Usually, the compiler only sees a single compilation unit. It cannot know there's only a single subclass, because five months later you may write another subclass, compile it, get some ancient object files from the backup and link them all together.
While link-time optimizations do see the whole picture, they usually work on a far lower-level representation of the program. Such representation allow e.g. inlining of static calls, but don't represent inheritance information (except perhaps as optional metadata) and already have the virtual calls and vtables spelt out explicitly. I know this is the case for Clang and IIRC gcc's whole-program optimizations also work on some low-level IR (GIMPLE?).
Also note that with dynamic loading, you can still add more subclasses long after compilation and LTO. You may not need it, but if I was a compiler writer, I'd be weary of adding an optimization that allows people royally breaking virtual calls in very specific, hard-to-track-down circumstances.
It's rarely worth the trouble - if you don't need virtual calls (e.g. because you know you won't need any more subclasses), don't make stuff virtual. Review your design. If you need some polymorphism but not the full power of virtual, the curiously recurring template pattern may help.
The compiler doesn't have to use a vtable based implementation of virtual function dispatch at all so the answer to your question will be specific to the implementation that you are using.
The vtable is usually not only used for virtual functions, but it is also used to identify the class type when you do some dynamic_cast or when the program accesses the type_info for the class.
If the compiler detects that no virtual functions ever need a dynamic dispatch and none of the other features are used, it just could remove the vtable pointer as an optimization.

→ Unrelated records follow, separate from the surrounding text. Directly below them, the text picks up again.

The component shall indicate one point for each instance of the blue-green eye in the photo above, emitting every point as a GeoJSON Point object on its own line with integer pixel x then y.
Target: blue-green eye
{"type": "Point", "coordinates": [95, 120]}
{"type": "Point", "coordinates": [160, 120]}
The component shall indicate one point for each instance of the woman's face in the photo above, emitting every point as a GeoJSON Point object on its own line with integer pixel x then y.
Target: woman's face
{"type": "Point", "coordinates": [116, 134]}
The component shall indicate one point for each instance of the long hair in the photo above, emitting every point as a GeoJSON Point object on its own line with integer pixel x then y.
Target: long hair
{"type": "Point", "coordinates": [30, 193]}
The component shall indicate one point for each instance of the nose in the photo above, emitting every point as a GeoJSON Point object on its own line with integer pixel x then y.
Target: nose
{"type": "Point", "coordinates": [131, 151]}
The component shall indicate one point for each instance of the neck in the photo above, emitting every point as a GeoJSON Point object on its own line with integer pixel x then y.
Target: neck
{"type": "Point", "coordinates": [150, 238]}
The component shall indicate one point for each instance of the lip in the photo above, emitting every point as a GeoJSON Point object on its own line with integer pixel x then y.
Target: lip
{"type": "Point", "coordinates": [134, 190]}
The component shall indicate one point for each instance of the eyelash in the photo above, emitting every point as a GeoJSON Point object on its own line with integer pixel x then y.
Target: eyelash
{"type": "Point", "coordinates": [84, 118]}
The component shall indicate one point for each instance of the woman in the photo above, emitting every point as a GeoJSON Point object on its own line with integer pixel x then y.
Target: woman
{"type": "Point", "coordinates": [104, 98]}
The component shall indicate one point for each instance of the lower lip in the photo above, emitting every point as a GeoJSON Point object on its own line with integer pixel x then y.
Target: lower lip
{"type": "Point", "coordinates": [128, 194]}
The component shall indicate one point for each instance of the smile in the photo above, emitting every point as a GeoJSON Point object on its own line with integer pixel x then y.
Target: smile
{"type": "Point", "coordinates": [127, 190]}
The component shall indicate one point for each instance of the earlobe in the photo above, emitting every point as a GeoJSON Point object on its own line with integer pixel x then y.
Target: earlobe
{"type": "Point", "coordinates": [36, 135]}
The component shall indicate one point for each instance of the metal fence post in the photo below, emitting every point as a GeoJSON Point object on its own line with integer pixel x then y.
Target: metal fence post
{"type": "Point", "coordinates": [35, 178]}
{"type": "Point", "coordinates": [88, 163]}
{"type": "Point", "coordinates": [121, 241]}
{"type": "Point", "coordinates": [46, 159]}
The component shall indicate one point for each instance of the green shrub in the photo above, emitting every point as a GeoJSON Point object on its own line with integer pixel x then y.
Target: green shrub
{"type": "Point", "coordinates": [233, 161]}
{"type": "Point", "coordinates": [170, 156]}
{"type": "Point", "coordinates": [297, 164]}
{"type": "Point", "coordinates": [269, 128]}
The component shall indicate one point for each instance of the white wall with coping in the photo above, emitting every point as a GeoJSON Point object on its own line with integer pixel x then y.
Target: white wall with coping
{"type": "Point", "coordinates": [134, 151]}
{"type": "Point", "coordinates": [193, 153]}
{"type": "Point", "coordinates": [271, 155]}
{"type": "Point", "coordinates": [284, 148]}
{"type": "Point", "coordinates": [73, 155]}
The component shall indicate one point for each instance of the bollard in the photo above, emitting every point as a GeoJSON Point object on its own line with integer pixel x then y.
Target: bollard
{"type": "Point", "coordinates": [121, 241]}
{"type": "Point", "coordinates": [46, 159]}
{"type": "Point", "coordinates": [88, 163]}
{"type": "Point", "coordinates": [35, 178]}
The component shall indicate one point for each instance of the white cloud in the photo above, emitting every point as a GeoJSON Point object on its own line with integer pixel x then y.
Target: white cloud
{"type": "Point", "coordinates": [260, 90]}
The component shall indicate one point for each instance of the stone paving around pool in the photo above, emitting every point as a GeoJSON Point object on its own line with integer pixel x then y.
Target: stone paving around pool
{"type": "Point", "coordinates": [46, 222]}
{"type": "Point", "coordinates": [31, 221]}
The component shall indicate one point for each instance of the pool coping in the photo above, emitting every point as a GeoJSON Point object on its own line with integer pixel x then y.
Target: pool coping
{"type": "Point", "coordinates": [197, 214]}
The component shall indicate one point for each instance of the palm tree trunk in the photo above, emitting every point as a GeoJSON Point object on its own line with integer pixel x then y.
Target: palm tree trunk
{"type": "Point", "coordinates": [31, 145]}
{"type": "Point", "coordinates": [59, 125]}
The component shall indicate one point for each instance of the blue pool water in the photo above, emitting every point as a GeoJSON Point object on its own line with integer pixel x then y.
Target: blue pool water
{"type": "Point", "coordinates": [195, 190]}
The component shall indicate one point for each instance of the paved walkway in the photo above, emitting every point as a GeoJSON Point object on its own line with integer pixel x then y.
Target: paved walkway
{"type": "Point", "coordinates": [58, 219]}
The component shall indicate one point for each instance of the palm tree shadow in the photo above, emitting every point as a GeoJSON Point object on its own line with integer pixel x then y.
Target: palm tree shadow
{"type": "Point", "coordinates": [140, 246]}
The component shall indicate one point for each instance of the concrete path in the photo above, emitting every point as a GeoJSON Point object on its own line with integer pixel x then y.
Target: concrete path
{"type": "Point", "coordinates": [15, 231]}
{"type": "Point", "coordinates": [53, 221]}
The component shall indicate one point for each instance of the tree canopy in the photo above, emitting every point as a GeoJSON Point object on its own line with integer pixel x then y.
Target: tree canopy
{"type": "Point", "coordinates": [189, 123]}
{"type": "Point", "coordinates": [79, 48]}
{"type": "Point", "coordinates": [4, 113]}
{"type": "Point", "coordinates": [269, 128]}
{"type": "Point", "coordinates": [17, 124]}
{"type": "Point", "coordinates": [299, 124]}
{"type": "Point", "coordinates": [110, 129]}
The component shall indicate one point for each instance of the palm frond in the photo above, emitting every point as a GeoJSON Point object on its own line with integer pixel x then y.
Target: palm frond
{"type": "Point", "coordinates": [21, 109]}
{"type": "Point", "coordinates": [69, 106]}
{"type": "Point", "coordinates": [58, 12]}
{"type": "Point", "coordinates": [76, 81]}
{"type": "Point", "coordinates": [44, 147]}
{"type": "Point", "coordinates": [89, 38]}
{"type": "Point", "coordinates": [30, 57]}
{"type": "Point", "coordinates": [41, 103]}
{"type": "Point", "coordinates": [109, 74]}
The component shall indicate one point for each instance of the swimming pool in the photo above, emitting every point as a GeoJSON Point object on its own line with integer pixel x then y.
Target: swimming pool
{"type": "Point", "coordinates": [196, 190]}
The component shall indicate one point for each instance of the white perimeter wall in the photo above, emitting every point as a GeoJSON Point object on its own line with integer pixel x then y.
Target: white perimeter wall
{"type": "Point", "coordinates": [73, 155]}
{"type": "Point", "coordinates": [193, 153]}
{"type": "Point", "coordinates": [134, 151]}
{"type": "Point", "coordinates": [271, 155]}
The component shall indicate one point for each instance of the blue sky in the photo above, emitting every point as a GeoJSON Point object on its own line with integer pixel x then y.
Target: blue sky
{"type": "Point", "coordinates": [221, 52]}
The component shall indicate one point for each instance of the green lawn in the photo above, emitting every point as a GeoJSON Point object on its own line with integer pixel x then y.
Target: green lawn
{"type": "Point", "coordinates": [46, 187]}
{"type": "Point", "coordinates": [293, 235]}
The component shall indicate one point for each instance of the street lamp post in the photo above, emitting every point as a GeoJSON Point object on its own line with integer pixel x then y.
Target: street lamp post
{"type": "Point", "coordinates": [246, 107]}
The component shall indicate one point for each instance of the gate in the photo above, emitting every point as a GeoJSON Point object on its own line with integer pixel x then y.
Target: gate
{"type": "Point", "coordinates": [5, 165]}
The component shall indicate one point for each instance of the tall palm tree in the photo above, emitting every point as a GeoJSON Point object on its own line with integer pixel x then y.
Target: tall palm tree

Obviously the compiler writer hasn't found it worth the trouble of doing this. Probably because it wouldn't be used very often.

Inheritance in C++ internals

Can some one explain me how inheritance is implemented in C++ ?
Does the base class gets actually copied to that location or just refers to that location ?
What happens if a function in base class is overridden in derived class ? Does it replace it with the new function or copies it in other location in derived class memory ?
first of all you need to understand that C++ is quite different to e.g. Java, because there is no notion of a "Class" retained at runtime. All OO-features are compiled down to things which could also be achieved by plain C or assembler.
Having said this, what acutally happens is that the compiler generates kind-of a struct, whenever you use your class definition. And when you invoke a "method" on your object, actually the compiler just encodes a call to a function which resides somewhere in the generated executable.
Now, if your class inherits from another class, the compiler somehow includes the fields of the baseclass in the struct he uses for the derived class. E.g. it could place these fields at the front and place the fields corresponding to the derived class after that. Please note: you must not make any assumptions regarding the concrete memory layout the C++ compiler uses. If you do so, you're basically on your own and loose any portability.
How is the inheritance implemented? well, it depends!
if you use a normal function, then the compiler will use the concrete type he's figured out and just encode a jump to the right function.
if you use a virtual function, the compiler will generate a vtable and generate code to look up a function pointer from that vtable, depending on the run time type of the object
This distinction is very important in practice. Note, it is not true that inheritance is allways implemented through a vtable in C++ (this is a common gotcha). Only if you mark a certain member function as virtual (or have done so for the same member function in a baseclass), then you'll get a call which is directed at runtime to the right function. Because of this, a virtual function call is much slower than a non-virtual call (might be several hundered times)
Inheritance in C++ is often accomplished via the vtable. The linked Wikipedia article is a good starting point for your questions. If I went into more detail in this answer, it would essentially be a regurgitation of it.